The famous and not-at-all-evil Walt brings a smile to my face once again, this time for his correct identification of the two lines from Naked, as well as his anecdote about improvised dialogue. If you are not familiar with the director Mike Leigh, he does indeed create scripts based on improv from his actors. Naked is not my favorite Leigh movie -- that would be Life is Sweet -- but it is the one that takes my breath away every time I see it; it is brilliant, visceral, horrifying, sad, funny and it never, ever flinches. David Thewlis plays the protagonist, Johnny, as a whipsmart, doomed monster, turning from sexy to repellent on a dime. (I first saw Thewlis in Life is Sweet, in a small but memorable role as Jane Horrocks' lover, who at first glance appears thuggish and brutish, but ultimately proves himself to be curious, intelligent, and oddly tender, trying in vain to engage Horrocks' Nicola in a Socratic dialogue about the feminist texts on her bookshelf.) Although the two lines I quoted are the ones I associate most with this movie, probably my favorite moment is when Johnny is reading the Bible and wonders, aloud, "Fucking hell, why hast thou forsaken me? Bastard."
11. "Now this next part, I think you're not gonna like."
From the same film:
"When I invite a woman to dinner, I expect her to look at my face. That's the price she has to pay."

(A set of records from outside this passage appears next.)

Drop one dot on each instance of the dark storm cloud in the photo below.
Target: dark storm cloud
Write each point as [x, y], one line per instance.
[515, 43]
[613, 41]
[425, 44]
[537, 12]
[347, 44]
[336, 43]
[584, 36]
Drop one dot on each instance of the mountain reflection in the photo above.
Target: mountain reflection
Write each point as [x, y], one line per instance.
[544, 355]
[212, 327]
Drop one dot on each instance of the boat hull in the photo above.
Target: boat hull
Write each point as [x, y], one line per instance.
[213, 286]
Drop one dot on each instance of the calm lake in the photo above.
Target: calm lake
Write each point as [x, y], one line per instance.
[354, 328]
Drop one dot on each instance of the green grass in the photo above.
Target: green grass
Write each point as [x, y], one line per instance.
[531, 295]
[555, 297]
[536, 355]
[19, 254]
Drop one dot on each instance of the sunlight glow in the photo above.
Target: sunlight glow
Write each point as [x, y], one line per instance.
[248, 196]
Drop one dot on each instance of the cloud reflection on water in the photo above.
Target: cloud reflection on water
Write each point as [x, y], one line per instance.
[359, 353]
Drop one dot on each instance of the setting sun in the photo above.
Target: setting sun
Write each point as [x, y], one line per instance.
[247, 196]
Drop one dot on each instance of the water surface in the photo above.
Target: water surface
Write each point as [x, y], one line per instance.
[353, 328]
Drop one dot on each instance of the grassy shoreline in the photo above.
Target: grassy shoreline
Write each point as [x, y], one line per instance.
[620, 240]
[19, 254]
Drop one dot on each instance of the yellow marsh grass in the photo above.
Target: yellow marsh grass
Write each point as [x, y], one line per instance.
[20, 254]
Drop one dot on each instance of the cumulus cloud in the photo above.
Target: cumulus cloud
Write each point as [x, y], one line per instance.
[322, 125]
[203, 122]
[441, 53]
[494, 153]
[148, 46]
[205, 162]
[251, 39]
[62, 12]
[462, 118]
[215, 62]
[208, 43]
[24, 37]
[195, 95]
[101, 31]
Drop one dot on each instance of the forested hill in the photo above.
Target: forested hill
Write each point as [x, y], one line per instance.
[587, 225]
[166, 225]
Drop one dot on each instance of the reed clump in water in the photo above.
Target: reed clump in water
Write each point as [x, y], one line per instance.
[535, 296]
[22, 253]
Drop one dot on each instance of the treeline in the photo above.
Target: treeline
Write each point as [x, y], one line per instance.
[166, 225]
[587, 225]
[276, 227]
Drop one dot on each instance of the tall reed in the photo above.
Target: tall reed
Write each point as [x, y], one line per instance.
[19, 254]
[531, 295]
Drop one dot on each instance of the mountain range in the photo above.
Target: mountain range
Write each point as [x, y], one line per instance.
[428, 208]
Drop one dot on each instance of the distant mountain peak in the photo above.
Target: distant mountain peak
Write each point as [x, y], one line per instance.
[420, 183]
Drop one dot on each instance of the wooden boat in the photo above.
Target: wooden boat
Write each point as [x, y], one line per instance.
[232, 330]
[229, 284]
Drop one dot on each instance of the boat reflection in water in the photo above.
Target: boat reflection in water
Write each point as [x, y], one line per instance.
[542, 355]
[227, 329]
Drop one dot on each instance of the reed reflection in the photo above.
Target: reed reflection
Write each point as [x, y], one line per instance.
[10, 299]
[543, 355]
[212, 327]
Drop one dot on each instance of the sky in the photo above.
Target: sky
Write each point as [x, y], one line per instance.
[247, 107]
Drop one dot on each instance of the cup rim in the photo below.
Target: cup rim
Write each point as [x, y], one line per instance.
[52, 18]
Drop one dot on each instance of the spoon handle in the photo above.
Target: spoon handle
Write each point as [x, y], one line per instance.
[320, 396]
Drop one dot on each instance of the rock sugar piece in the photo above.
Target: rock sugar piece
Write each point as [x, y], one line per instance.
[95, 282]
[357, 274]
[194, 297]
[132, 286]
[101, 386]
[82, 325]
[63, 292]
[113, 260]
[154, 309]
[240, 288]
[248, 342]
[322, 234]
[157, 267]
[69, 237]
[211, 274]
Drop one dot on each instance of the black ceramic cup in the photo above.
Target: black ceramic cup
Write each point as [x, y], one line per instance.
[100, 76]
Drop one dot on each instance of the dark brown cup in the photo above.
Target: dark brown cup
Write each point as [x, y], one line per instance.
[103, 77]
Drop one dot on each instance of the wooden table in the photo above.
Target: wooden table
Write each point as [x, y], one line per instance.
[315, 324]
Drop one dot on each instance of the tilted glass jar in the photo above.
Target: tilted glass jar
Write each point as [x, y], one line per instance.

Called once again by Snowball. These two lines are from A Night at the Opera, the fastest and funniest of the Marx Brothers movies. My mom has frequently told the story of sitting in my grandmother's kitchen, drinking coffee, and suddenly hearing deep belly laughs from the living room, coming from my two-year-old self. She went into the living room to see what could make me laugh that hard for that long. It was Monkey Business, specifically the scene where Harpo chases girls around campus on a bicycle. You can't go wrong with any Marx Bros. movie, but I like Night at the Opera best because it has everything in it: the Marxes, Margaret Dumont, Allan Jones and Kitty Carlisle as the winsome and not-at-all-saccharine lovers, the famous crowded stateroom scene, the famous switching-the-furniture-between-rooms scene, decent musical numbers, and more perfect one-liners than can be counted in one lifetime. ("I can see you now, bending over a hot stove. Only I can't see the stove."![]()
12. "Shut up, Linda!"
We close with a quote from Evil Dead, starring my boyfriend Bruce Campbell as Ash. This particular line is delivered as the aforementioned evil dead are occupying the body of Ash's girlfriend Linda. They dig her fingers into his flesh, they draw blood, they try to kill him, they spew viscous body fluids all over him -- and then the taunting starts. It is one thing to be nearly devoured by your dead girlfriend, but being taunted by her, well, this cannot stand. This is my second favorite line from the Evil Dead trilogy, running just ahead of "Shop smart. Shop S-Mart," but just behind "All right, you primitive screwheads, listen up!"


Oh, a game, I like games. My guess for number one: Double Indemnity.
Yes, I will be back to guess more after other people have guessed.